You can visit our website anonymously at any time. We respect the freedom of the individual to decide when, and for what purpose, he or she wishes to provide personal information. We do not employ any techniques to identify you or to create personal profiles!

We collect a minimum of personal data and only those which are required to:

  • Perform our services,
  • Implement contracts (including the initiation, conclusion, fulfilment and completion of a contract),
  • Process and respond to inquiries,
  • Ensure the security of our operations,
  • Improve our offerings,
  • Prevent, detect and investigate potentially unauthorized or illegal activities, and to enforce our general terms and conditions.

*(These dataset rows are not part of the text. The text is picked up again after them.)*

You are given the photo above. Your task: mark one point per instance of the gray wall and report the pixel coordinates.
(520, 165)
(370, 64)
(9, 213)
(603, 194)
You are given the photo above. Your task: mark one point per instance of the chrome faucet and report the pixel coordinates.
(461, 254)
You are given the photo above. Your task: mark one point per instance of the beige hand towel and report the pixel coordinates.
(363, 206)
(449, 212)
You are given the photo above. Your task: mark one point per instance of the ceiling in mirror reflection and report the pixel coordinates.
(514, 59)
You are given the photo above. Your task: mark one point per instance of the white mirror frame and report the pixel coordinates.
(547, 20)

To ensure that you are fully aware of how we process personal data on our websites, we have compiled this information in a comprehensive and readily understandable form. We would like to assure you that we take all necessary technological and organizational steps to protect your data.

 

1. Controller

Controller responsible for the processing of personal data: 

 

SCHOTTEL Industries GmbH 

Mainzer Strasse 99 

56322 Spay/Rhine 

Germany 

 

Tel.: +49 2628 / 61 0 

e-mail: info(at)schottel-industries.de 

 

Further information: see Imprint

 

2. Data protection officer

To serve as data protection officer, we have commissioned: 

 

Verimax GmbH,

Warndtstrasse 115, 66127 Saarbrücken, Germany

 

Mr. Michael Grein 

 

Phone: +49 89 800 6578 25 (extension) 

Fax: +49 89 800 6578 29 

e-mail: dsb-schottel(at)verimax.de 

 

Address for reporting actual or suspected data protection violations: 

e-mail: datenschutz(at)schottel.de

 

3. Data types and data subjects

When you access our websites, we automatically process data of a general nature. These data, which may be saved in so-called server log files, include the following: 

  • Your browser* (type/version)
  • Operating system of the accessing computer*
  • The domain name of your Internet provider (IP address)
  • Time of access to the website
  • Referrer URL* (the site visited previously)
  • And other similar general data (e.g. size of your browser window)

*If necessary, you can suppress these data by selecting the appropriate settings in your system.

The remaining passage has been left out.